Sebelum Piala Dunia dimulai, Van Gaal datang ke Rotterdam untuk menyaksikan pertandingan Feyenoord bersama dengan Van Persie. Van Gaal dituduh oleh media Belanda menunjukkan favoritisme dengan terlihat di publik dengan pemain tertentu. Van Gaal berkilah bahwa wajar jika dirinya melakukan scouting dan berdiskusi dengan kapten tim nasionalnya. Tiga orang pemain Feyenoord pun menjadi tulang punggung lini belakang Belanda sebagai hasilnya: De Vrij, Martins Indi, dan Daryl Janmaat.

Walau begitu, tidak ada pemain yang aman posisinya dalam skuat Van Gaal termasuk Van Persie sekalipun. Ketika Belanda di pinggir jurang eliminasi di perdelapanfinal, Van Gaal menarik Van Persie dan memasukkan Klaas Jan Huntelaar yang menciptakan 1 gol dan 1 assist dan membawa Belanda melaju.



Sesungguhnya apa yang kita lihat selama ini di Piala Dunia dari tim Belanda adalah sebuah peragaan keberanian dari Van Gaal sebagai pelatih. Berulang kali Van Gaal mengajak lawannya untuk adu memelorotkan celana untuk melihat punya siapa yang lebih besar dan berulang kali juga Van Gaal menang.

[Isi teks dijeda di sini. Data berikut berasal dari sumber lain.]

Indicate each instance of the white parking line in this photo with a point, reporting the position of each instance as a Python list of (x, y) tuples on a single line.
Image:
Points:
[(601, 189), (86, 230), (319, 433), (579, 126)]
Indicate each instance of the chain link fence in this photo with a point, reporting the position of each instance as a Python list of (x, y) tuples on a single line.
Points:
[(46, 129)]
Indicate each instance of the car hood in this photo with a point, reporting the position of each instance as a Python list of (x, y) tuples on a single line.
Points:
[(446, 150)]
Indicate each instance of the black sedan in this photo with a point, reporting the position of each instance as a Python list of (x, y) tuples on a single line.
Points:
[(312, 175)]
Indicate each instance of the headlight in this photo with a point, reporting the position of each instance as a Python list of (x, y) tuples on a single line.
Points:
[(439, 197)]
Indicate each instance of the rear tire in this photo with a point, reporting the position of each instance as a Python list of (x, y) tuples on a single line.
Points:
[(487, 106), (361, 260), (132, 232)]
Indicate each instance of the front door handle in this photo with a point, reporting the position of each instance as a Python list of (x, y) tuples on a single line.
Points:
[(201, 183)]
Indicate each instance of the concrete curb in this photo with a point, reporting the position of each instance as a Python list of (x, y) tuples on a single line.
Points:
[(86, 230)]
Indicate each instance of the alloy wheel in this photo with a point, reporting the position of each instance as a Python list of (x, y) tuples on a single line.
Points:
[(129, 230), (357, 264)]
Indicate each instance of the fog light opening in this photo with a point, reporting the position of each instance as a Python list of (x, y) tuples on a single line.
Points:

Dalam partai semifinal melawan Argentina di Sao Paulo, hanya pelatih Argentina, Alejandro Sabella, yang memisahkan Van Gaal dengan final di Maracana. Van Gaal sudah melakukan semua di Piala Dunia ini dari bermain pragmatis, mengganti formasi dengan dramatis, hingga memasukkan kiper spesialis penalti. 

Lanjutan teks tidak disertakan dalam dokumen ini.